= End line =

American football boundary line

The end line, for American football or dead line for Canadian football, is a designated line at the back of the end zone. It is a marked field line, perpendicular to the sidelines, that designates out of bounds at each end of the playing field. It is measured 30 feet (10 yards) from the edge of the marked goal line toward the field of play to the inside edge of the marked end line, so that the marked line itself is considered out of bounds.

If the marked end line is touched or crossed over by any body part of the ball carrier prior to having solid control of the football, and the play has not been signaled over by the official prior to this, the down is considered over or out of bounds and results in the end of play.

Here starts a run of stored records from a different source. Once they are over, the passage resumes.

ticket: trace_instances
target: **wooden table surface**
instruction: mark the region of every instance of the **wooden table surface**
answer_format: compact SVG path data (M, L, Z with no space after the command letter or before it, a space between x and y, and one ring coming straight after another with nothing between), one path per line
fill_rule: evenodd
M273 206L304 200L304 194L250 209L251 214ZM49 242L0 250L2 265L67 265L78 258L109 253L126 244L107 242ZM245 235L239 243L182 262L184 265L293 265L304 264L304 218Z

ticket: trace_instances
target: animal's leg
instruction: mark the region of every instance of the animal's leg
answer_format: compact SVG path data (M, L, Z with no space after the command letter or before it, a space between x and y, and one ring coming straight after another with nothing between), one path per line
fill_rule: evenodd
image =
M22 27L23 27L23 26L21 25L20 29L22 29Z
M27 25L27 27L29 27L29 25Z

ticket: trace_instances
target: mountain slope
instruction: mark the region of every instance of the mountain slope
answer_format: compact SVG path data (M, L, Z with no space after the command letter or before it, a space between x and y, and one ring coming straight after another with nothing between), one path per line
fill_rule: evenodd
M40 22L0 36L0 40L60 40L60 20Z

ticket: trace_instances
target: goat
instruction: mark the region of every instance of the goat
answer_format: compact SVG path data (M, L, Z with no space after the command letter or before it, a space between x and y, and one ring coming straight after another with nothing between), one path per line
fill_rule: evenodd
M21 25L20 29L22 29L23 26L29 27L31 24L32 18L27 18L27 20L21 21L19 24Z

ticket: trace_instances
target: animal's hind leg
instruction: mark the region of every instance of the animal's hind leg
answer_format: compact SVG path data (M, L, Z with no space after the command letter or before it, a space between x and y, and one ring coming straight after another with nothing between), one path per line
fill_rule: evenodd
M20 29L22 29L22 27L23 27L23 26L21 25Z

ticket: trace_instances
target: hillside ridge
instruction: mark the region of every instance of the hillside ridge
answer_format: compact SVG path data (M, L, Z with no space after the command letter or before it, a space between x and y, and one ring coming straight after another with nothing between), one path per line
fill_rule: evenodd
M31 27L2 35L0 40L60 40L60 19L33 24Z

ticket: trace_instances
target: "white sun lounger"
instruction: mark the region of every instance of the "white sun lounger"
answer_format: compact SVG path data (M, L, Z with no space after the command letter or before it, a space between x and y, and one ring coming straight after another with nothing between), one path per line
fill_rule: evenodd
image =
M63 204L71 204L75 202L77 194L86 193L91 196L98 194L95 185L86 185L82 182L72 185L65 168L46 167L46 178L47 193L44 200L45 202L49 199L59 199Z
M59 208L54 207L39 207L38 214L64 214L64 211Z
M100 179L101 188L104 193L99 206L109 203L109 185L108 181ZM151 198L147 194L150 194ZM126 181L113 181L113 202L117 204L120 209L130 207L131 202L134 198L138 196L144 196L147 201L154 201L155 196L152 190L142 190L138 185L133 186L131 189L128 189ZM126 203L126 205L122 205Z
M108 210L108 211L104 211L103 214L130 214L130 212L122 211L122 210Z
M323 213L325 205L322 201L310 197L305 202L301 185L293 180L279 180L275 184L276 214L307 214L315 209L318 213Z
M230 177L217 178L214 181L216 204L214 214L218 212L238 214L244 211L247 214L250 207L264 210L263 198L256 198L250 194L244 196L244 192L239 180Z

If the current ball carrier fumbles the football within the field of play and it crosses an end-zone sideline or end line prior to any player gaining control of the ball, there are two scenarios this will result in: (1) If the end line/sideline is from the ball carriers' team end zone they are defending at that moment in the game, this will result in a safety; (2) If the end line/sideline is from the ball carriers' opponent’s end zone, this will result in a touchback and the opponent will gain possession of the football at their own 20 yard line.

If, during a punt or kickoff situation, the football crosses the end line, without any players touching or gaining control of it, this will result in a touchback.

The field goal post at each end of the playing field are centered above the end line.